Comparing it to a “literal gold rush” that depletes finite natural resources, Tamay Besiroglu, an author of the study, said the AI field might face challenges in maintaining its current pace of progress once it drains the reserves of human-generated writing. Recent advances in natural language processing (NLP) and transfer learning have helped to lower the technical bar to building chatbots and conversational agents. Instead of creating a whole NLP system from scratch, users can borrow a pre-trained deep learning model and customize just a few layers. When you combine this democratization of NLP tech with the workplace disruptions of COVID, we have a situation where chatbots appear to have sprung up everywhere almost overnight. One of the most compelling use cases for AI at the moment is developing chatbots and conversational agents. While the AI part of the equation works reasonably well, getting the training data organized to build and train accurate chatbots has emerged as the bottleneck for wider adoption.

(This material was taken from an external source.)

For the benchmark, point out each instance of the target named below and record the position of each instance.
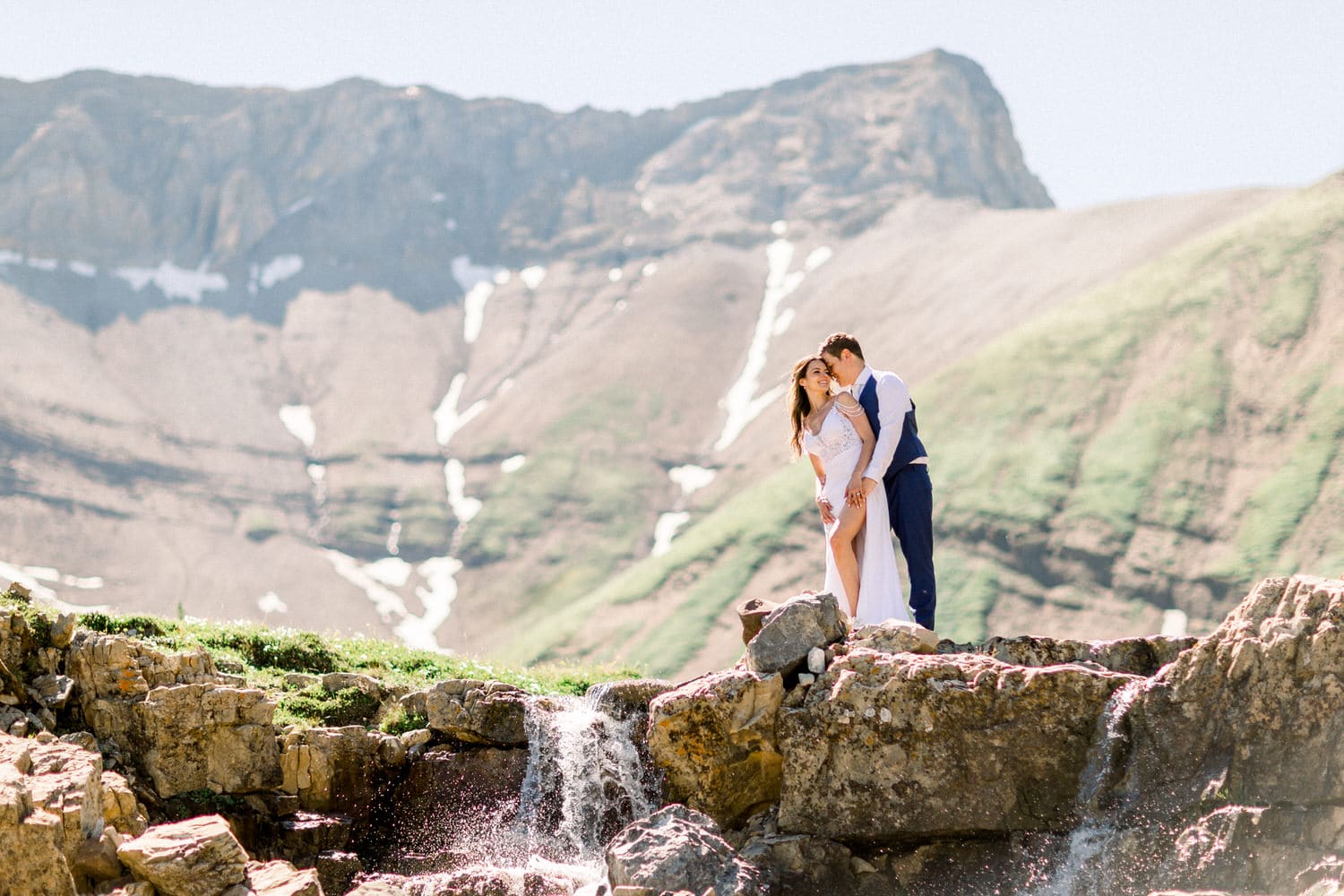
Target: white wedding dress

Get 2 months free with an annual subscription at was $59.88 now $49.Access to eight surprising articles a day, hand-picked by FT editors. For seamless reading, access content via the FT Edit page on FT.com and receive the FT Edit newsletter. Andrew Hong also saw this sudden surge in chatbot creation and usage while working at a venture capital firm a few years ago. With the chatbot market expanding at a 24% CAGR (according to one forecast), it’s a potentially lucrative place for a technology investor, and Hong wanted to be in on it. “When we found out about ZeroShotBot we thought it would be a huge expensive investment but were pleasantly surprised how affordable it was to put up a ZeroShotBot AI chatbot!